Viewing a single comment thread. View all comments

Kelruss t1_is0s8b5 wrote

Emergency shelter money is limited, and given conditions in shelters, many folks prefer to be outdoors during the warm summer months where they can be comfortable and relatively undisturbed. Why swelter in Harrington Hall with 100 other guys undergoing their own traumas, far from anything else in the state, only to be kicked out at 7 am when you can sleep in a tent with your girlfriend and your dog in a place that’s convenient to you at a time you like?

The shelters understand this as well (it’s also not easy to find good people to staff shelters). And to some extent, the government understands this, so they only release winter shelter money when things get dire (although many advocates will point out this is far too late most years).

Okay, that’s shelters. Why does government not fix the problem of homelessness? Two reasons. First, policymakers are housed while the homeless are notably not. There is a huge power differential here. If you are fighting for your literal survival everyday, you know what you don’t do? Vote. If your address changes repeatedly (though I’ll note “under the X bridge in Y town” is a valid home address for voting in RI, IIRC), then it’s hard to figure out where you should vote, and you may not waste precious data on your phone to look it up. Meanwhile, housed people generally vote much more reliably, and are generally more likely to support policies that criminalize homelessness (like banning panhandling) than solve it (building housing). Indeed, they often mobilize to stop the latter.

You might be surprised to know that >10 years ago the State created a 10-year plan to end homelessness. Guess what? No political support for enacting it.

Second, the whole “homeless system” is fragmented between a bunch of charities, which the government relies on to do the actual work. The State of RI basically acts as a source of funding for many of these charities. But they’re one of many such sources.

These charities are mixed. Some are pretty good, some are awful. There’s a few dozen of them, mostly regionally based. Some of them are genuinely threatened by the idea that we should end homelessness; after all, that’s how they get all of their money. These are the ones that refused to move to the national “Housing First” model until it became clear that all the money out there was demanding they do so.
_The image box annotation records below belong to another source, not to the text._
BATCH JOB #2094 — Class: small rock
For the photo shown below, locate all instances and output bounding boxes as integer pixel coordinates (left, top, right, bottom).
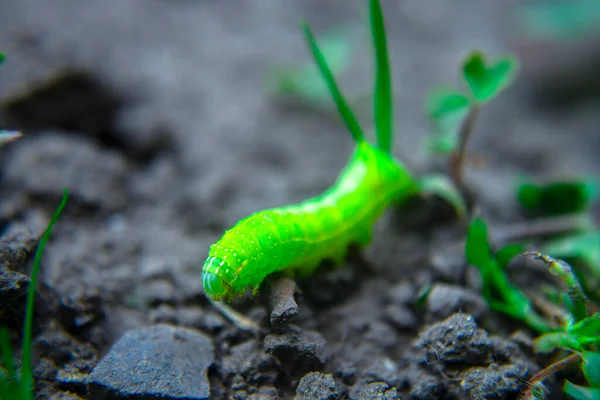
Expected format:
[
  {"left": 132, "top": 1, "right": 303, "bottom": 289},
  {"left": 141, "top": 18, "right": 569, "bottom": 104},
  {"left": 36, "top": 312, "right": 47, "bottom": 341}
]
[
  {"left": 388, "top": 281, "right": 417, "bottom": 305},
  {"left": 6, "top": 132, "right": 128, "bottom": 209},
  {"left": 294, "top": 372, "right": 340, "bottom": 400},
  {"left": 270, "top": 278, "right": 299, "bottom": 332},
  {"left": 384, "top": 304, "right": 418, "bottom": 330},
  {"left": 264, "top": 328, "right": 327, "bottom": 375},
  {"left": 148, "top": 304, "right": 177, "bottom": 325},
  {"left": 220, "top": 340, "right": 279, "bottom": 390},
  {"left": 248, "top": 386, "right": 279, "bottom": 400},
  {"left": 416, "top": 313, "right": 493, "bottom": 365},
  {"left": 350, "top": 382, "right": 400, "bottom": 400},
  {"left": 88, "top": 325, "right": 214, "bottom": 400},
  {"left": 0, "top": 214, "right": 48, "bottom": 272},
  {"left": 425, "top": 283, "right": 488, "bottom": 323},
  {"left": 460, "top": 363, "right": 532, "bottom": 399},
  {"left": 177, "top": 307, "right": 227, "bottom": 334}
]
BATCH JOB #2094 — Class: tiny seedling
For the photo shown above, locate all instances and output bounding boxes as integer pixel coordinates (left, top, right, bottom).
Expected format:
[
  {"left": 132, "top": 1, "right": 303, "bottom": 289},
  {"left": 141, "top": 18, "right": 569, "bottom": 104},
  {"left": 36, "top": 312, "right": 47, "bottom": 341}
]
[
  {"left": 520, "top": 253, "right": 600, "bottom": 400},
  {"left": 465, "top": 218, "right": 552, "bottom": 333},
  {"left": 0, "top": 189, "right": 68, "bottom": 400},
  {"left": 425, "top": 50, "right": 519, "bottom": 184}
]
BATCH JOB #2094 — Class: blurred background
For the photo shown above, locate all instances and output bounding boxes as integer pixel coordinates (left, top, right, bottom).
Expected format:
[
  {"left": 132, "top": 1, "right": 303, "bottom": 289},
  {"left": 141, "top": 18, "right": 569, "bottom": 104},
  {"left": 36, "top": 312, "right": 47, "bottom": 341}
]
[{"left": 0, "top": 0, "right": 600, "bottom": 334}]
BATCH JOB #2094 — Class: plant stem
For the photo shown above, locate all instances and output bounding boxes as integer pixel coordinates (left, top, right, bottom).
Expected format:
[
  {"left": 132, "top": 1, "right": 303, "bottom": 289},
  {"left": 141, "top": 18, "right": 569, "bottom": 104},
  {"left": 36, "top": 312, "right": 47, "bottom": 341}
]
[
  {"left": 519, "top": 353, "right": 581, "bottom": 400},
  {"left": 449, "top": 104, "right": 479, "bottom": 187},
  {"left": 21, "top": 189, "right": 69, "bottom": 399}
]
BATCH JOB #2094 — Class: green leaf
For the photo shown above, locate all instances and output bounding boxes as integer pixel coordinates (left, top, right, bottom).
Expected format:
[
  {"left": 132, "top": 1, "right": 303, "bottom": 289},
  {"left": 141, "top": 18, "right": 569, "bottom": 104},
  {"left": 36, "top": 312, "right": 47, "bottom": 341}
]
[
  {"left": 533, "top": 332, "right": 570, "bottom": 354},
  {"left": 267, "top": 30, "right": 352, "bottom": 104},
  {"left": 425, "top": 87, "right": 470, "bottom": 120},
  {"left": 0, "top": 129, "right": 23, "bottom": 147},
  {"left": 419, "top": 174, "right": 467, "bottom": 218},
  {"left": 465, "top": 218, "right": 495, "bottom": 268},
  {"left": 302, "top": 23, "right": 365, "bottom": 143},
  {"left": 583, "top": 351, "right": 600, "bottom": 388},
  {"left": 0, "top": 326, "right": 15, "bottom": 378},
  {"left": 517, "top": 179, "right": 598, "bottom": 215},
  {"left": 21, "top": 189, "right": 69, "bottom": 399},
  {"left": 463, "top": 51, "right": 519, "bottom": 103},
  {"left": 568, "top": 312, "right": 600, "bottom": 340},
  {"left": 563, "top": 381, "right": 600, "bottom": 400},
  {"left": 370, "top": 0, "right": 394, "bottom": 154},
  {"left": 425, "top": 88, "right": 470, "bottom": 153},
  {"left": 543, "top": 230, "right": 600, "bottom": 276},
  {"left": 496, "top": 243, "right": 527, "bottom": 268}
]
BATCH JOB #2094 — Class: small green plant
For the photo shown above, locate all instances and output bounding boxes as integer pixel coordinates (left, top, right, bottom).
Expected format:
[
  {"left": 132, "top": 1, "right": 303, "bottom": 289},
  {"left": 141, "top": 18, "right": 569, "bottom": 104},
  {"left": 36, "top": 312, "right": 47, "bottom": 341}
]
[
  {"left": 0, "top": 189, "right": 68, "bottom": 400},
  {"left": 517, "top": 179, "right": 598, "bottom": 215},
  {"left": 425, "top": 50, "right": 519, "bottom": 158},
  {"left": 465, "top": 218, "right": 552, "bottom": 333},
  {"left": 465, "top": 218, "right": 600, "bottom": 400},
  {"left": 266, "top": 29, "right": 352, "bottom": 106}
]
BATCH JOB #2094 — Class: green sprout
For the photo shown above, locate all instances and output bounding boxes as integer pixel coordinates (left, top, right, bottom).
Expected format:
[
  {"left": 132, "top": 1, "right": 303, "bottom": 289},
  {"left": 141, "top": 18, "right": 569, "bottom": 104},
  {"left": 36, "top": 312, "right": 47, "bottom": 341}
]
[
  {"left": 465, "top": 218, "right": 552, "bottom": 333},
  {"left": 0, "top": 189, "right": 68, "bottom": 400},
  {"left": 267, "top": 29, "right": 351, "bottom": 105},
  {"left": 425, "top": 50, "right": 519, "bottom": 154},
  {"left": 0, "top": 53, "right": 23, "bottom": 147},
  {"left": 563, "top": 351, "right": 600, "bottom": 400},
  {"left": 521, "top": 253, "right": 600, "bottom": 400},
  {"left": 517, "top": 179, "right": 598, "bottom": 215}
]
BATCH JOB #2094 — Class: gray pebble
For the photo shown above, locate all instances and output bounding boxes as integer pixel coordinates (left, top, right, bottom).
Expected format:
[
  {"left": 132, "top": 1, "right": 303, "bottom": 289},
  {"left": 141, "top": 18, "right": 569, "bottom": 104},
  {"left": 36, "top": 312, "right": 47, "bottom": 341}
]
[
  {"left": 6, "top": 132, "right": 128, "bottom": 209},
  {"left": 294, "top": 372, "right": 340, "bottom": 400},
  {"left": 425, "top": 283, "right": 488, "bottom": 323},
  {"left": 88, "top": 325, "right": 214, "bottom": 400}
]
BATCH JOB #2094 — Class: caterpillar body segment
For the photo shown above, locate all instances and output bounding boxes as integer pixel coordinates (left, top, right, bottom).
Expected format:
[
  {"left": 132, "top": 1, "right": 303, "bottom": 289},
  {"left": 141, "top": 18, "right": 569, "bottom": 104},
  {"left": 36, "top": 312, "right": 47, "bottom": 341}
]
[{"left": 202, "top": 141, "right": 418, "bottom": 300}]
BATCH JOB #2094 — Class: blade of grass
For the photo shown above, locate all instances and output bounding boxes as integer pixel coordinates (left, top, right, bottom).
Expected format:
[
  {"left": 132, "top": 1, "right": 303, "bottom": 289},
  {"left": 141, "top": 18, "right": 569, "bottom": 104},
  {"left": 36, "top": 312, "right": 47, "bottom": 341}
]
[
  {"left": 370, "top": 0, "right": 394, "bottom": 154},
  {"left": 21, "top": 189, "right": 69, "bottom": 399},
  {"left": 0, "top": 326, "right": 16, "bottom": 379},
  {"left": 301, "top": 23, "right": 365, "bottom": 143}
]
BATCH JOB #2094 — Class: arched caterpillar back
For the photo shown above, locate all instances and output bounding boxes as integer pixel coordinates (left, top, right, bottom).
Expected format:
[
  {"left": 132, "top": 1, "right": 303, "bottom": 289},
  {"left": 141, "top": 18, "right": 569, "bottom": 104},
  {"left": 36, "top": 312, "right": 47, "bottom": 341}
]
[{"left": 202, "top": 0, "right": 418, "bottom": 300}]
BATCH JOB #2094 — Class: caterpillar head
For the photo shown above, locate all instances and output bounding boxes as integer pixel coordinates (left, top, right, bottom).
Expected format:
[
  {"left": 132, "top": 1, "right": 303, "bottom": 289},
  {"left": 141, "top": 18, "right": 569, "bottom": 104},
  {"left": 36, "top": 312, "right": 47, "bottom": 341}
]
[{"left": 202, "top": 257, "right": 235, "bottom": 301}]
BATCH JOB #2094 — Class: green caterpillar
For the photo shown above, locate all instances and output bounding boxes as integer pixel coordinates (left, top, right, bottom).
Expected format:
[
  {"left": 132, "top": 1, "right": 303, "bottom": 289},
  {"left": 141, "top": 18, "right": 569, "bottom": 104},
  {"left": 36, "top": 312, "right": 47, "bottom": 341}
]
[{"left": 202, "top": 0, "right": 418, "bottom": 300}]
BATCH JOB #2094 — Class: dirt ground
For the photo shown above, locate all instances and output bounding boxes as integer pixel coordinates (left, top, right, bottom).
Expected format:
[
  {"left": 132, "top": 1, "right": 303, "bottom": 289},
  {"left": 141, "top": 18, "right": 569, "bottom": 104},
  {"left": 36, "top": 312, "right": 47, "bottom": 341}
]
[{"left": 0, "top": 0, "right": 600, "bottom": 399}]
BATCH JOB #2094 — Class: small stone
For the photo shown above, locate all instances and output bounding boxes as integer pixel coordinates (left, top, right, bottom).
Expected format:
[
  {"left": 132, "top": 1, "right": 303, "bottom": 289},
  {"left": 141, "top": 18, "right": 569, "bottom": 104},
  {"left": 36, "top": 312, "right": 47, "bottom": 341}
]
[
  {"left": 270, "top": 278, "right": 299, "bottom": 332},
  {"left": 294, "top": 372, "right": 340, "bottom": 400},
  {"left": 220, "top": 340, "right": 279, "bottom": 390},
  {"left": 88, "top": 325, "right": 214, "bottom": 400},
  {"left": 425, "top": 283, "right": 488, "bottom": 323},
  {"left": 350, "top": 382, "right": 400, "bottom": 400},
  {"left": 148, "top": 304, "right": 177, "bottom": 324},
  {"left": 5, "top": 132, "right": 128, "bottom": 209},
  {"left": 384, "top": 304, "right": 418, "bottom": 330},
  {"left": 248, "top": 386, "right": 280, "bottom": 400},
  {"left": 416, "top": 313, "right": 493, "bottom": 365},
  {"left": 264, "top": 328, "right": 327, "bottom": 376},
  {"left": 177, "top": 307, "right": 227, "bottom": 334},
  {"left": 388, "top": 281, "right": 417, "bottom": 305},
  {"left": 460, "top": 363, "right": 532, "bottom": 399}
]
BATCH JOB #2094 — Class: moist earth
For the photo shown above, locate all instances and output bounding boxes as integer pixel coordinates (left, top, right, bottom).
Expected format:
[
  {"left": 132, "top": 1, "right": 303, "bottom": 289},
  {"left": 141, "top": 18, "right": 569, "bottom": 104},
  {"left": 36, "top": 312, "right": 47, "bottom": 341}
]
[{"left": 0, "top": 0, "right": 600, "bottom": 399}]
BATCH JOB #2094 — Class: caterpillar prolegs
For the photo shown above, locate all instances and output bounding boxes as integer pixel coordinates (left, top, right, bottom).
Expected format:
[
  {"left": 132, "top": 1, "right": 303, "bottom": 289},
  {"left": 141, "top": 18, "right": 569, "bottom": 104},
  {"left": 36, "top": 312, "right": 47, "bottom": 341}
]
[
  {"left": 202, "top": 0, "right": 418, "bottom": 300},
  {"left": 202, "top": 141, "right": 415, "bottom": 300}
]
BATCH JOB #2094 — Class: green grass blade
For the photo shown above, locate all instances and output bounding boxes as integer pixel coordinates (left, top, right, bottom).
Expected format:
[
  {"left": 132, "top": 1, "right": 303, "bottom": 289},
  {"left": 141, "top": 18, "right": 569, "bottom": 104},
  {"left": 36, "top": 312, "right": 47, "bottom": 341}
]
[
  {"left": 21, "top": 189, "right": 69, "bottom": 399},
  {"left": 301, "top": 23, "right": 365, "bottom": 143},
  {"left": 370, "top": 0, "right": 394, "bottom": 153},
  {"left": 0, "top": 326, "right": 16, "bottom": 378}
]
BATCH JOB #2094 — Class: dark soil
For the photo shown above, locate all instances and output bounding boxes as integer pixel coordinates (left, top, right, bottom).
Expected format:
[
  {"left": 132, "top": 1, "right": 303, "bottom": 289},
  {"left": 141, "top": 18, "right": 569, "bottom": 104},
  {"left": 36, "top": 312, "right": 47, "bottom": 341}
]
[{"left": 0, "top": 0, "right": 600, "bottom": 399}]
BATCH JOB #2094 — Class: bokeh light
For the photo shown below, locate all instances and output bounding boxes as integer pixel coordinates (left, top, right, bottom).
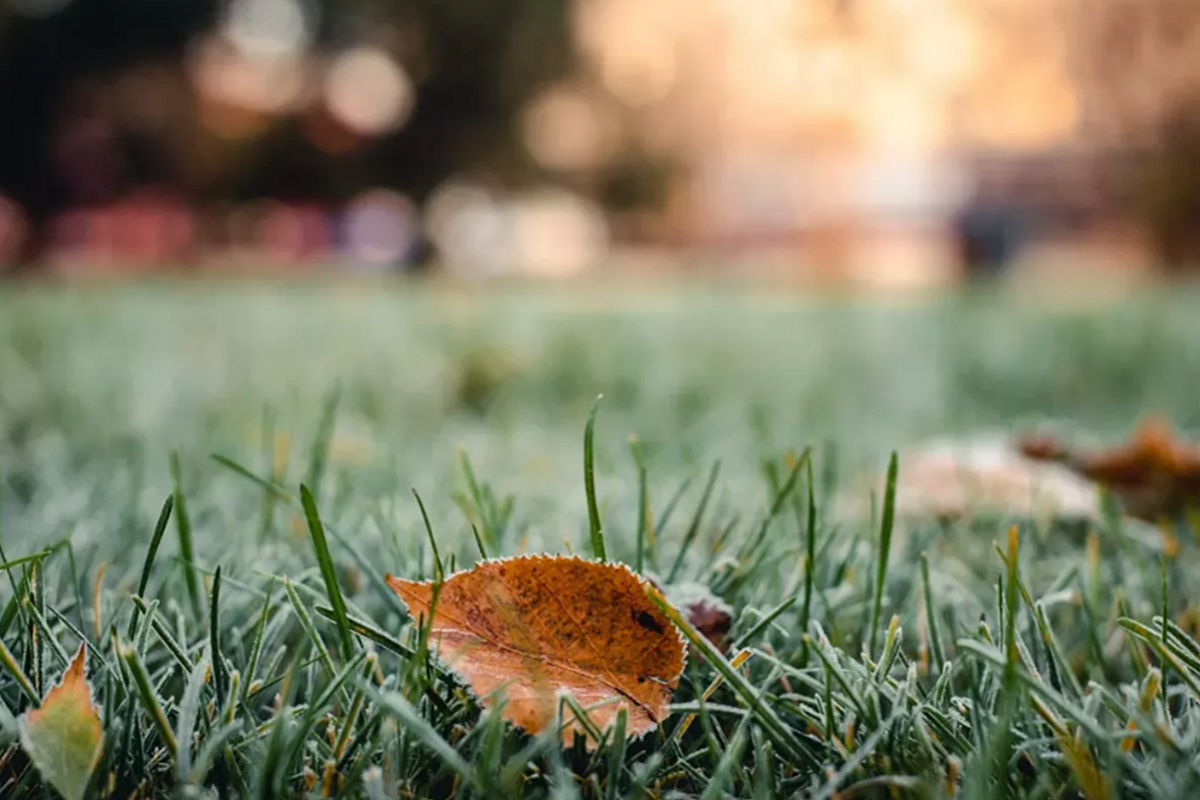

Such a fragmented system filled with disinterested politicians creates the conditions for this. The myth that homelessness is hard to solve (it’s not, it requires housing: it’s right there in the word “home-less”) is also useful cover. Dishing out a few hundred thousand to charities allows politicians to say they’re “working on it” when they’re not spending the tens of millions required to truly end homelessness in RI.

Finally a word on bike lanes. Housing policy is mostly set by the State, cities could do more for it (housing authorities, zoning reform, etc.), but it’s not their prerogative, as it’s a statewide system. Bike lanes, however, are a municipal issue, since they generally run down municipally-owned streets. Spending money on bike lanes doesn’t preclude spending on housing, any more than sending an officer to arrest someone for panhandling does (a complete waste of resources, since panhandling is protected speech under the First Amendment). Also, many homeless people are also bike riders, so making cycling safer isn’t exactly a problem for them.

53

Blackulor t1_is1yzpj wrote

Well done! A thoughtful and helpful response. I Thank you heartily! I would also like to add that capitalism is a canker upon the earth and should be rooted out and destroyed. Also profit and chattel employment. How we care for the less fortunate should be the barometer by which we judge ourselves.